Tuesday, November 21, 2006

The Big Dog…

barks at the moon.
The beauty of the Democratic Party midterm victory, Clinton muses, is that voters said no to ideology. They wanted to move past fearmongering and demonizing toward true debate. "America rejected shorthand," he says. "People are thinking again." But they are not thinking of a set of liberal policy prescriptions. He argues that the election was about more than Iraq and corruption; it turned on the unmet needs of middle-class voters for whom the country "isn't working anymore." And yet no one is exactly sure how to make it work again. "The people didn't give Democrats a mandate," the former president cautions. "They gave us a chance."
This, of course, is largely self (and spousal) serving nonsense. It's true that the "unmet needs of middle-class voters" was an important factor in the outcome of the elections, but by supporting Democratic candidates, voters explicitly supported a range of "liberal policy prescriptions." From a raise in the minimum wage to sane and humane immigration policy to repairing the destructive effects of Clintonian "free" trade policies, to restoring progressivity to the tax code and preserving Social Security to the degree that the election was nationalized on middle-class economics, the solutions offered were time-honored liberal prescriptions. In some cases (notably the upper left's own Maria Cantwell's) the field was broadened to include issues like executive compensation, excess profits and corporate fraud. This Congress is firmly within the New Deal/Fair Deal/Great Society tradition, the very legacy which Bill Clinton's "New Democat" politics spurned. I'm sure that it's hard to veiw such a profound rejection of his goals for the partyu as a mandate, but if the new House majority isn't commanding enough for the Clintons, the surprise success in the Senate should confirm that a mandate is exactly what we have, and it's not a mandate for a return to some Platonic ideal of a Clintonian center.
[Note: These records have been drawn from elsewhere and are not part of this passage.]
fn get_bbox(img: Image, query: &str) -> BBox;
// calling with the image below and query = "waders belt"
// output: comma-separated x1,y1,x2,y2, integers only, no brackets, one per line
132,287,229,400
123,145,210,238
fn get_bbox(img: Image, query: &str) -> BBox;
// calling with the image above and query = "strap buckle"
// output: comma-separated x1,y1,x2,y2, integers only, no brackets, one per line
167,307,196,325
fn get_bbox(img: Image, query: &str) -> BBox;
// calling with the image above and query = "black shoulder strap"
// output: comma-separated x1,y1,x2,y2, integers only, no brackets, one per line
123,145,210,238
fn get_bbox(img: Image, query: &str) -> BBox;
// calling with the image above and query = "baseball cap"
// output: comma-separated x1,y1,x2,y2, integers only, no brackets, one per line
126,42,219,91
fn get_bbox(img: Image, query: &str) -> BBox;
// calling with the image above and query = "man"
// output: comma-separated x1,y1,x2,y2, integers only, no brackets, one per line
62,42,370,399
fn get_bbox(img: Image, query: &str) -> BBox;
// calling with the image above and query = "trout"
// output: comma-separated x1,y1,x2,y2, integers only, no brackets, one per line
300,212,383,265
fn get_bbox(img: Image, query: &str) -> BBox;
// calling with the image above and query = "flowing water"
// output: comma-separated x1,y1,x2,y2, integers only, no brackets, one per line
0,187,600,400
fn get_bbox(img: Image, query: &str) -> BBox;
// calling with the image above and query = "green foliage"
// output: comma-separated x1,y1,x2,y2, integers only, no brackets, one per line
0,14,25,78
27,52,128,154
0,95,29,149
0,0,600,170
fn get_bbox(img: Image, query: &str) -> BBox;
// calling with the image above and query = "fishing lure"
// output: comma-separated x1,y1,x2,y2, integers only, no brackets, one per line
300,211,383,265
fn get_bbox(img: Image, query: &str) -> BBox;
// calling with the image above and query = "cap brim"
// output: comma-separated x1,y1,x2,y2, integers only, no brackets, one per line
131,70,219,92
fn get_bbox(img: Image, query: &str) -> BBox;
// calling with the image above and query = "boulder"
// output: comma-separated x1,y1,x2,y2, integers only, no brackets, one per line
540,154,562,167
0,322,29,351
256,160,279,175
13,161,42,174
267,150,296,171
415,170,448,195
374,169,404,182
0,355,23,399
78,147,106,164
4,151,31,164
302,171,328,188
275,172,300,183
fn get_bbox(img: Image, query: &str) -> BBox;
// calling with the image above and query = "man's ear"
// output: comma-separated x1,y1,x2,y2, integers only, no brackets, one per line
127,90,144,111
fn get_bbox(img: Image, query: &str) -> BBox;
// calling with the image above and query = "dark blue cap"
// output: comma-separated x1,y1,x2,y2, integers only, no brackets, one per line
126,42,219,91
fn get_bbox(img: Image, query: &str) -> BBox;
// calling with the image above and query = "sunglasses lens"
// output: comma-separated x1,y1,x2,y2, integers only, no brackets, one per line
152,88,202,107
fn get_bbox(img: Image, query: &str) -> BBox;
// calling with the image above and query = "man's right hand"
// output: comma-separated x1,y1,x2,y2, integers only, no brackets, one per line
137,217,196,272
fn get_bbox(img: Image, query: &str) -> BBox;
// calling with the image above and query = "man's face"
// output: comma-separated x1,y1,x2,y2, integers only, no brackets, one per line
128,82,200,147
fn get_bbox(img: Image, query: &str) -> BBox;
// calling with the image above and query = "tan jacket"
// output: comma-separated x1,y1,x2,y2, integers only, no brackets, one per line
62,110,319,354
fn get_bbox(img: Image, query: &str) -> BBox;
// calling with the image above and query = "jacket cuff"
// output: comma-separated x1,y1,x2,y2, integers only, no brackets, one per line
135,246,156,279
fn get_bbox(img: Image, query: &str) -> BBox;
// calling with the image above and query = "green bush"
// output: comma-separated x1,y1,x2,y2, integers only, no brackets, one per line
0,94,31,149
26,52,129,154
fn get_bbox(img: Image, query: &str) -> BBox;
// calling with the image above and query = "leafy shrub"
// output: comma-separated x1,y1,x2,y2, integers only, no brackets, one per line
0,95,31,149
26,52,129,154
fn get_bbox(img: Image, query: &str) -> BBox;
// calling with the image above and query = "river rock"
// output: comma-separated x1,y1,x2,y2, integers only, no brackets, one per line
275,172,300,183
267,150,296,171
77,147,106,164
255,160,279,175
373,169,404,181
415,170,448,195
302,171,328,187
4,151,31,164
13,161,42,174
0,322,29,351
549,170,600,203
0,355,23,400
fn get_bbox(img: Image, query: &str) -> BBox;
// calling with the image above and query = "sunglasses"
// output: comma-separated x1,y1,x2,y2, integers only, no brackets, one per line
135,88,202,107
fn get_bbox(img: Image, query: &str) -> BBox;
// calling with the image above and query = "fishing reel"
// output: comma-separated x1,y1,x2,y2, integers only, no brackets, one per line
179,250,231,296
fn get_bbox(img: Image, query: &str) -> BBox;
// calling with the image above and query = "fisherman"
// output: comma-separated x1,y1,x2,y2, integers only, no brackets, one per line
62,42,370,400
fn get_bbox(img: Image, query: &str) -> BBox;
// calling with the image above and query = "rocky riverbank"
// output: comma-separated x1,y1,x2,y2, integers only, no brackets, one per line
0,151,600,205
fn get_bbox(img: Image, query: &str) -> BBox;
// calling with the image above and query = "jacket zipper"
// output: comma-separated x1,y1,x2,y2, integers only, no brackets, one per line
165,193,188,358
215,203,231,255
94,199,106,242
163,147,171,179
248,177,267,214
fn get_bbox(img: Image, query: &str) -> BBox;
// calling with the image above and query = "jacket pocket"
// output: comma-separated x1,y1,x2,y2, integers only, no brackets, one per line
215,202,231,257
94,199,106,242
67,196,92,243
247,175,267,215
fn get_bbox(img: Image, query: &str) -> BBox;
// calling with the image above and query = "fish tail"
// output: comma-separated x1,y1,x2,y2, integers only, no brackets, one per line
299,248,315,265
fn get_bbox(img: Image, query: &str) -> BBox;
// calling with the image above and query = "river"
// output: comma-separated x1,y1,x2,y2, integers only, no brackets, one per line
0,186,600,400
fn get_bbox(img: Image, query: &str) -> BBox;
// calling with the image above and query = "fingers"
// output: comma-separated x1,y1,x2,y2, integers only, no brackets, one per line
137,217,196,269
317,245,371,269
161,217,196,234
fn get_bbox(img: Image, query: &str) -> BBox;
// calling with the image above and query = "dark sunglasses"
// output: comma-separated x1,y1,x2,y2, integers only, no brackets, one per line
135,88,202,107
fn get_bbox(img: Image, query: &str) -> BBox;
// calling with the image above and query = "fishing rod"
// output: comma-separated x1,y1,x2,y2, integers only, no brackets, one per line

Of course, that's why this, however farfetched, must not, and, I'm confident, will not be allowed to come to pass...
But a chance to do what? To compromise with the president to achieve something to show voters the next time? Or to lay out an agenda to run on in the 2008 campaign? (The first cattle-call primary debates, if you can believe it, are only six or seven months away.) The answer will be some of both, of course, with the calibration of the two approaches determined as much by Hillary Clinton and her husband as by Nancy Pelosi or Harry Reid.
Hillary Clinton is a junior Senator and her husband is retired. The points of compromise and points of conflict should be, and I'm sure shall be, determined by our elected leadership.